This is a beautiful recipe if you’re feeding a crowd for dinner and also you don’t have the time to be standing in the kitchen cooking all day. You can get this meal organised first thing in the morning to marinade, brown the meat at around 11am and by 6/7pm you have a meal centrepiece. It’s a cracker meal that everyone enjoyed at my place this weekend.
With the leftovers, we made lamb wraps with minted mayonnaise, slices of red onion, fresh rocket from the garden and sauerkraut. Absolutely delicious.

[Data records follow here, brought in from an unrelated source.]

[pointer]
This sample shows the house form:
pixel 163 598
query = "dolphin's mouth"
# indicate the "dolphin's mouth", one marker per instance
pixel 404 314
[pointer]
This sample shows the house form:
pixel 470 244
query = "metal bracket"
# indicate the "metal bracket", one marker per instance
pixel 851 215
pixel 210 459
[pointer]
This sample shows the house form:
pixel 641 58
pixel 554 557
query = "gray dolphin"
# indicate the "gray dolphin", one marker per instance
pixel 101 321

This recipe fed 4 adults and 2 children for dinner and then wraps for everyone (same number of people) for lunch the next day.
Ingredients
3kg+ lamb shoulder/leg
Small fistful of rosemary, finely chopped
3 cloves garlic, chopped
Juice of half a lemon
2 tbspns olive oil
Method
Pop rosemary, lemon juice, garlic and oil into a pestle and mortar (or food processor) and grind it all up until it is a nice, smooth liquid-y paste.

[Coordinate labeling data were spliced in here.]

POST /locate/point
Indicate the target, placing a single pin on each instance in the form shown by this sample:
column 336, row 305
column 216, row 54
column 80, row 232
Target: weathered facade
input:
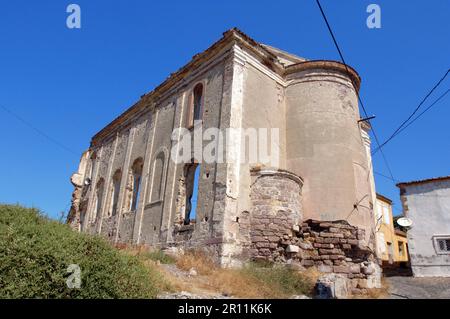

Rub rosemary, lemon and garlic marinade into the lamb. Ground some salt over the lamb. Pop lamb in fridge for a few hours or overnight.
Heat a frying pan to moderate high heat and brown lamb well on each side.

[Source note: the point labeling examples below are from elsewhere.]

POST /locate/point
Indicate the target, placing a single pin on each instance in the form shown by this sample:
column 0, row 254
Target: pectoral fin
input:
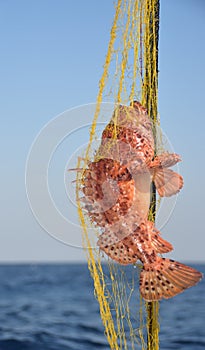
column 167, row 182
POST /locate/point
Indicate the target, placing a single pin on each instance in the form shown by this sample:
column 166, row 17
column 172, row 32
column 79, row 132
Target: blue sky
column 52, row 53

Place lamb in slow cooker and cook on low for approximately 7 hours or until meat is falling away.
I served this with lightly steamed broccoli, crispy roast rosemary potatoes and spooned the juices over the meat and taties.
Crispy Roast Rosemary Potatoes
1.5 kg potatoes, quartered
a small bunch of rosemary, strip the leaves
3 tbspns oil
salt
Method
Preheat the oven to the hottest it will go.
Boil the potatoes until they are just starting to soften. Drain.
Pour the oil into a baking tin and pop in the oven for a couple of minutes until oil is really hot.
Take out the baking tin and carefully add the potatoes (be careful of the hot oil!). Sprinkle potatoes with salt and rosemary leaves and, using a spoon, ensure the potatoes are covered with the oil and rosemary mixture.
Bake for 20 minutes or until the potatoes are golden brown and crispy.